5. The method of claim 4, wherein bi-directional cross-modality enhancement processing with the source domain image and the target domain image unpaired comprises: source-target enhancement A _s2t And target-source enhancement A _t2s Wherein, the method comprises the steps of, wherein,

the source-target enhancement A _s2t Migrating a style of the source domain image to a target style at a color level using the target domain image without labels, the source-target enhancement A _s2t The method is realized by the following steps:

migrating the source domain image and the target domain image from RGB to LAB color space, and then performing mean and variance adjustment in the source domain image to target domain image direction:

the target-source enhancement A _t2s Enhancing the target domain image at the anatomical instance level using the labeled source domain image, the target-source enhancement A _t2s The method is realized by the following steps:

generating an instance mask M using pixel level annotation of the source domain image _t2s ∈{0，1} ^W×H ：

x _t2s ＝M _t2s ⊙x _s +(1-M _t2s )⊙x _t

Wherein x is _t2s Represents the enhanced target domain image, +. _t2s Indicating an area in the source domain image that is pasted to the target domain image, the area being a random anatomical structure category c in the source domain image _s Is consistent with its original position in the source domain image, M _t2s Tag determination from the source domain imageAnd (3) determining:

6. the method of claim 5, wherein the enhanced target domain image comprises two types of pseudo tags, wherein,

when the pseudo tag of the target domain image cannot be obtained, the enhanced target domain image uses a binary mask M _t2s The supervision source domain instance section, the loss function is as follows:

after the cross-modal preliminary generalization capability is obtained, the enhanced pseudo label corresponding to the target domain image is

7. The method of claim 6, wherein the method further comprises:

computing a class feature prototype representation using a cross-domain class feature center, and refining pseudo tags of the target domain image using the class feature prototype representation during cross-modal enhancement to achieve stable data enhancement, wherein the class feature prototype representation is as follows:

wherein f _s And f _t Respectively represent a pre-training teacher network F _t Source and target features of the (-) output, v ^(c) A prototype representing class c, a feature class center v 'generated from the momentum teacher encoder of the training model for the target domain data' ^(c) Feature prototype representations, y, used to update categories online _s [：，：，c]Is a combination of (a) and (b): representing all data selecting that dimension, i.e. the formula represents selecting the c-th dimension size andidentical slice data.

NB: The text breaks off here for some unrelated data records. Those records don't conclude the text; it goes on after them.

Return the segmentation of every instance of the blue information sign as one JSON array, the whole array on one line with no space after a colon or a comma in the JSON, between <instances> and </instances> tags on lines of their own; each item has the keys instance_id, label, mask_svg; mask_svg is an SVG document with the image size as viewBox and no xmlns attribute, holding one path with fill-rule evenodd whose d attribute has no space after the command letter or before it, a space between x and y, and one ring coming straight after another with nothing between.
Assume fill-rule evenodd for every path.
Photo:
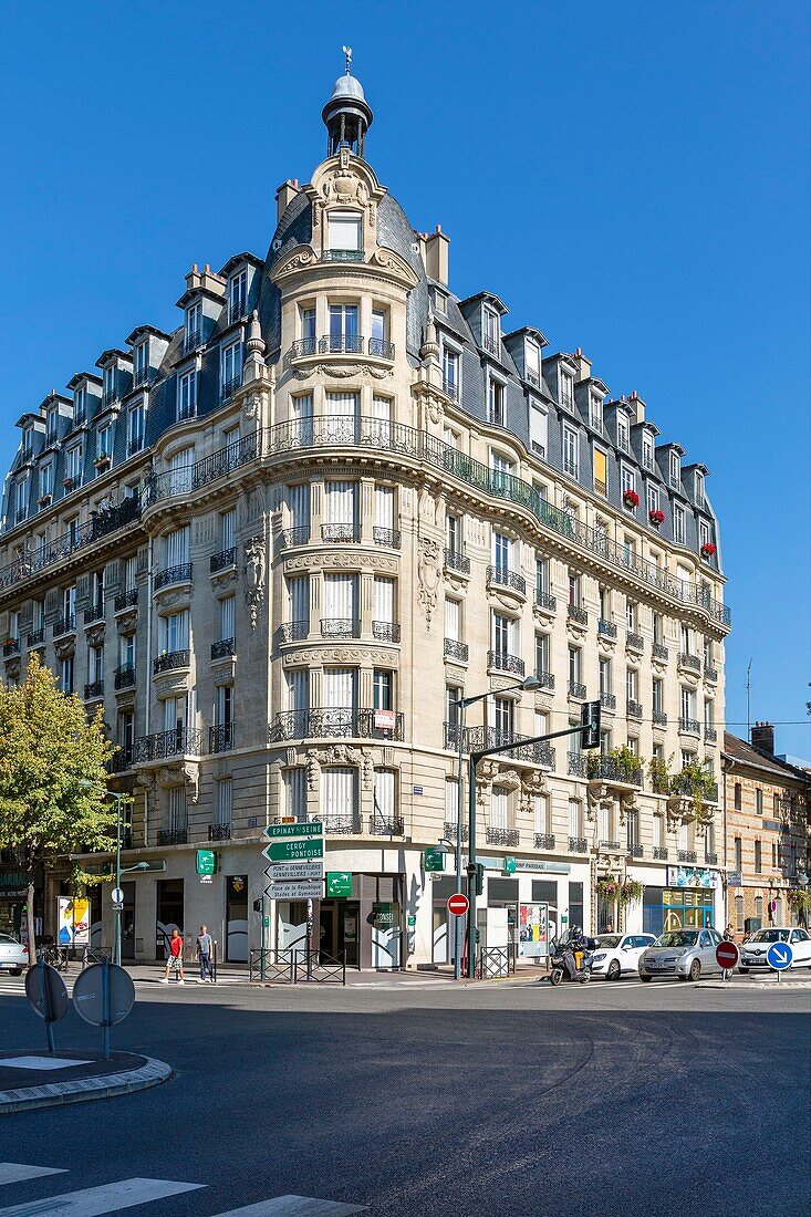
<instances>
[{"instance_id":1,"label":"blue information sign","mask_svg":"<svg viewBox=\"0 0 811 1217\"><path fill-rule=\"evenodd\" d=\"M788 942L773 942L766 952L768 966L773 968L776 972L782 972L784 968L790 968L793 959L794 952Z\"/></svg>"}]
</instances>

8. The method of claim 7, wherein computing a class feature prototype representation using a class feature center across domains, refining pseudo tags of the target domain image using the class feature prototype during cross-modal enhancement to achieve stable data enhancement, comprises:

determining the weight w according to the category feature prototype _t And according to the weight w _t Refining the teacher network F _t Probability of (-) output, wherein the weight w _t The calculation formula of (2) is as follows:

wherein, thereinFeatures representing the target image output by the momentum teacher encoder,w _t each pixel in the feature level measurement pseudo tag represents a distance from each class prototype.

9. The method of claim 1, wherein training the neural network model using the training data builds a self-training framework comprising: the pre-training stage and the fine tuning stage, different stages correspond to different target domain pseudo tags, wherein,

in the pre-training stage, using a target loss function of the pseudo tag generated by the source domain data set;

in the fine tuning stage, the target loss function of the pseudo tag generated by the teacher network is used.

10. A method of segmenting a medical image, comprising:

acquiring a medical image to be segmented;

the medical image is segmented by using a field-adaptive medical image segmentation model, wherein the medical image segmentation model is trained by using the method for generating the medical image segmentation model according to any one of claims 1 to 9.